Pasaron años y un día Jaime se presentó en el hospital. Su cara de felicidad me hizo presentir lo mejor. Jaime había completado estudios universitarios, se había casado y tenía una niña preciosa de dos añitos.
-Cuánto me alegro de verte, ¡se te ve genial!, le dije.
-Hola, doc, no pasan los años por ti, estás igualito, je, je.
-Tú no, te has hecho todo un hombre.
-Ni te imaginas por qué he venido.
-A ver, déjame adivinar…
No me dejó terminar la frase.
-Quiero que me pongas el respirador, dijo poniéndose serio. Bueno, si consideras que aún debo usarlo.
Jaime había conocido a una chica en la universidad de la que se enamoró, y su mayor sorpresa fue que ella le correspondió. Jaime le contó su vida, sus historias, sus luces y sus sombras, y sin poder evitarlo llegó al capítulo de la ventilación mecánica. Ella no entendió el alto precio que su pareja estaba pagando al negarse a realizar el tratamiento médico que le habían recomendado y mucho menos entendió los motivos de tal rechazo. Y le salió del alma: “Jaime, no voy a dejar de quererte porque uses una máquina para dormir. Si te hace bien, yo quiero lo mejor para ti. Además, quiero la mejor versión de ti, disfrutar la vida contigo y con los niños que tengamos, durante muchos años”.

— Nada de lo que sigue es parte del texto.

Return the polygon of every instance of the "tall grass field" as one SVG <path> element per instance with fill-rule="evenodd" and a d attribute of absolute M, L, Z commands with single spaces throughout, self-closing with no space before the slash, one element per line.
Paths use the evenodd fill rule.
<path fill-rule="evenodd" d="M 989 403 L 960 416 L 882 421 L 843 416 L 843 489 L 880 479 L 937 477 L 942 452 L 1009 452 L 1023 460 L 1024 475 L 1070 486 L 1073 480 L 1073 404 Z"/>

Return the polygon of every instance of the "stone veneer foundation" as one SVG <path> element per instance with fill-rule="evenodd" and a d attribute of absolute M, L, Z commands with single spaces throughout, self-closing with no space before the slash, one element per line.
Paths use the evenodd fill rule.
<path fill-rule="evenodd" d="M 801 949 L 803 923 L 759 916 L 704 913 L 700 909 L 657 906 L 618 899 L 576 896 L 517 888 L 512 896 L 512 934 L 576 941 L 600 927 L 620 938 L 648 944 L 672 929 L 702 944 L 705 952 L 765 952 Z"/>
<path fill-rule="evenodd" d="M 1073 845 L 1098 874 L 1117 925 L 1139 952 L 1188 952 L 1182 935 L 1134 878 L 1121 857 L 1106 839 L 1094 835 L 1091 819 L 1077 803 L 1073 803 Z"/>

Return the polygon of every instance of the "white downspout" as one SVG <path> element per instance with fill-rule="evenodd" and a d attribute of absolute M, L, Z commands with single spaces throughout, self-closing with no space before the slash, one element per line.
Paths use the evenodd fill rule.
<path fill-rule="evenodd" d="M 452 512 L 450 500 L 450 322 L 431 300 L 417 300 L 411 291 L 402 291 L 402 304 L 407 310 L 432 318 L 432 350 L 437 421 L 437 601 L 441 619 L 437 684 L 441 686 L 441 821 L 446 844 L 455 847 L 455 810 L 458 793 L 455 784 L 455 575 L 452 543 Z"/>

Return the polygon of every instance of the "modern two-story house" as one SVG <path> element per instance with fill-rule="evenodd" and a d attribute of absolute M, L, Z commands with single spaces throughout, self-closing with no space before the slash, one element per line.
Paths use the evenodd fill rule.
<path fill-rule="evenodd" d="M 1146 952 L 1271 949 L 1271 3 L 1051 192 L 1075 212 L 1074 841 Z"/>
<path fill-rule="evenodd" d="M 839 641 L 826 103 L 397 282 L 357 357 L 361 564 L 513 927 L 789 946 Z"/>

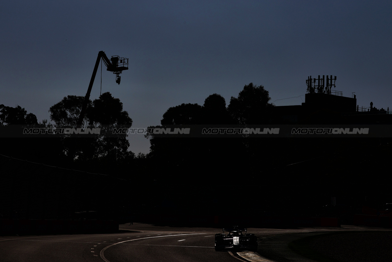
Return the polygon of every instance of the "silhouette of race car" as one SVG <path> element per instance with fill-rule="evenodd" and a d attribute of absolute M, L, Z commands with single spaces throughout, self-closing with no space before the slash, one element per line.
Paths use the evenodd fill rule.
<path fill-rule="evenodd" d="M 223 233 L 215 234 L 215 250 L 257 250 L 257 237 L 254 234 L 247 234 L 247 229 L 238 227 L 223 229 Z"/>

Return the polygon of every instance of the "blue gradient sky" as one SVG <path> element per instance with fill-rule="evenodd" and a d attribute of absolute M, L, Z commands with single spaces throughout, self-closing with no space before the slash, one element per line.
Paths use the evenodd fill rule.
<path fill-rule="evenodd" d="M 134 127 L 215 93 L 228 104 L 250 82 L 276 105 L 300 104 L 310 75 L 337 76 L 334 90 L 360 107 L 392 110 L 391 13 L 390 1 L 3 1 L 0 104 L 49 119 L 64 97 L 85 95 L 103 50 L 129 59 L 119 86 L 104 68 L 102 91 Z M 91 100 L 100 83 L 99 71 Z M 143 136 L 129 140 L 149 152 Z"/>

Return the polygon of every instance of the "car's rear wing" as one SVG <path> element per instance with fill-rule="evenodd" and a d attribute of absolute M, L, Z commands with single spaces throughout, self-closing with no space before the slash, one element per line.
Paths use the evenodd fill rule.
<path fill-rule="evenodd" d="M 225 232 L 245 232 L 246 234 L 247 231 L 247 230 L 246 228 L 240 228 L 237 227 L 223 229 L 223 233 Z"/>

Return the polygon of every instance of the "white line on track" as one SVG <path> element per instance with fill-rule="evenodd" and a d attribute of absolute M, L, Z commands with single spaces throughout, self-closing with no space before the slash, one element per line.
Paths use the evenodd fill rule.
<path fill-rule="evenodd" d="M 100 255 L 101 256 L 101 258 L 105 262 L 110 262 L 109 260 L 105 257 L 105 256 L 103 255 L 103 253 L 105 253 L 105 251 L 109 247 L 113 246 L 115 245 L 117 245 L 117 244 L 120 244 L 122 243 L 124 243 L 124 242 L 127 242 L 128 241 L 134 241 L 135 240 L 140 240 L 140 239 L 145 239 L 146 238 L 156 238 L 158 237 L 165 237 L 165 236 L 188 236 L 189 235 L 203 235 L 203 234 L 206 234 L 206 233 L 195 233 L 194 234 L 181 234 L 181 235 L 170 235 L 170 236 L 150 236 L 149 237 L 144 237 L 142 238 L 136 238 L 136 239 L 131 239 L 131 240 L 126 240 L 125 241 L 122 241 L 121 242 L 119 242 L 118 243 L 115 243 L 114 244 L 112 244 L 110 246 L 108 246 L 107 247 L 105 247 L 101 250 L 101 252 L 100 252 Z"/>
<path fill-rule="evenodd" d="M 237 252 L 237 253 L 242 258 L 251 262 L 272 262 L 270 260 L 261 257 L 254 252 L 248 251 Z"/>

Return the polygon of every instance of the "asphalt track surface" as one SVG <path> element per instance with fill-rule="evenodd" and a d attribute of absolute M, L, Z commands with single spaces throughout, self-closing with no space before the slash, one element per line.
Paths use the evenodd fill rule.
<path fill-rule="evenodd" d="M 136 223 L 120 225 L 120 229 L 122 233 L 114 234 L 1 237 L 0 261 L 310 262 L 312 260 L 292 252 L 287 247 L 288 243 L 304 233 L 306 235 L 340 231 L 391 231 L 354 226 L 248 229 L 260 240 L 259 251 L 254 253 L 215 251 L 215 234 L 221 232 L 219 229 L 159 227 Z M 269 257 L 263 257 L 266 255 Z"/>

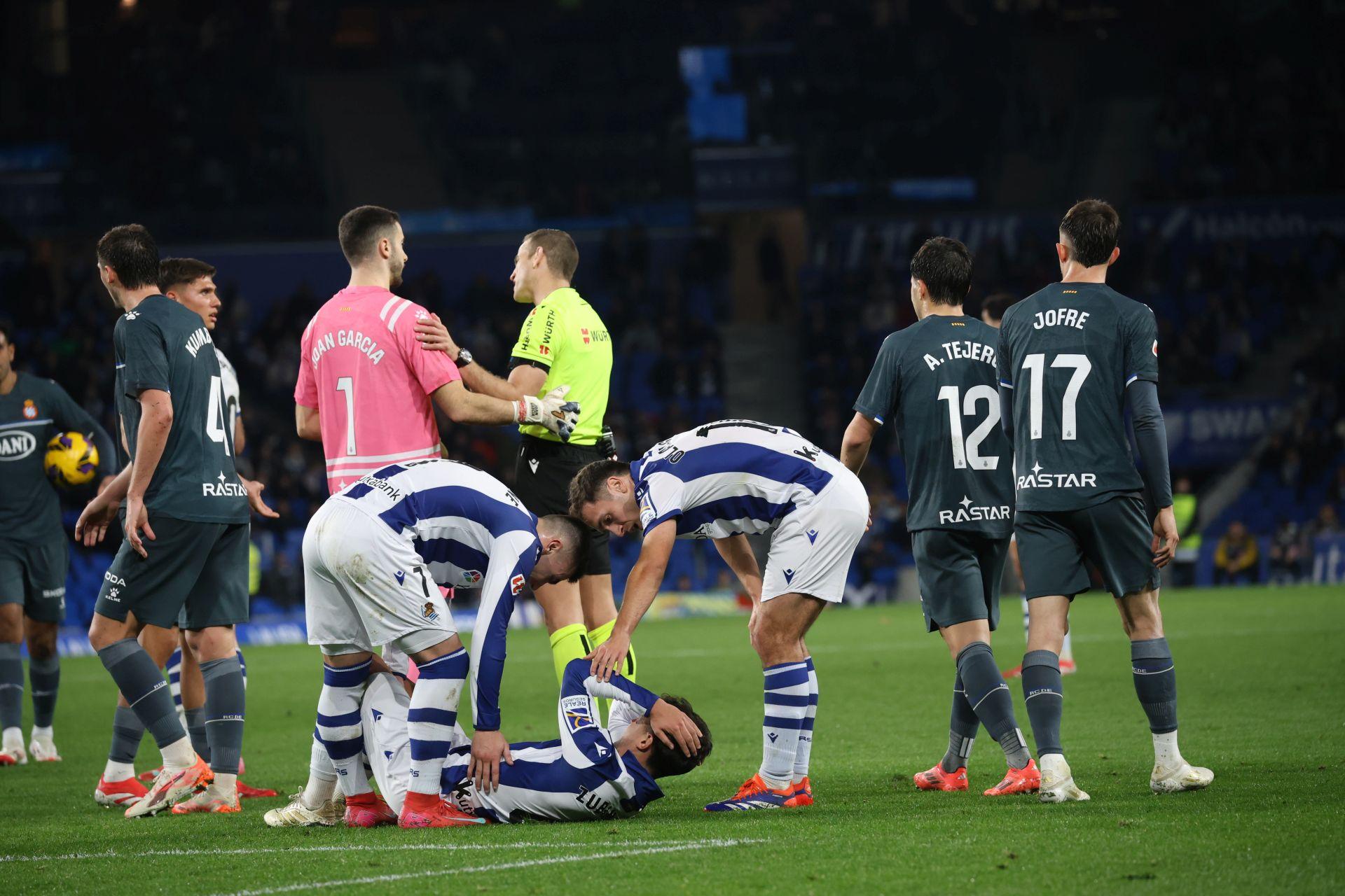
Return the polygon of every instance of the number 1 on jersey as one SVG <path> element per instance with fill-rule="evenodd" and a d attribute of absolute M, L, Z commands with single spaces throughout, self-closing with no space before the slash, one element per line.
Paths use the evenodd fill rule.
<path fill-rule="evenodd" d="M 346 392 L 346 454 L 355 453 L 355 377 L 342 376 L 336 391 Z"/>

Jaime se quedó pensativo recordando aquella conversación con su doc años atrás y se dio cuenta que estaba a punto de incorporar al cúmulo de virtudes que éste le había enumerado la más importante: la aceptación. Jaime había madurado y por fin había tomado la decisión de abrir la puerta que un día cerró.
Iniciamos la adaptación de Jaime al ventilador y cuando estaba probándose la mascarilla, haciendo gala de su sentido del humor, me dijo: “Doc, si vuelve a tener otro paciente tan idiota como yo, dígale de mi parte que es posible el amor aunque tengas un respirador”.
Y los dos nos reímos a carcajadas. Y nos seguimos riendo cada vez que nos vemos y recordamos esta historia.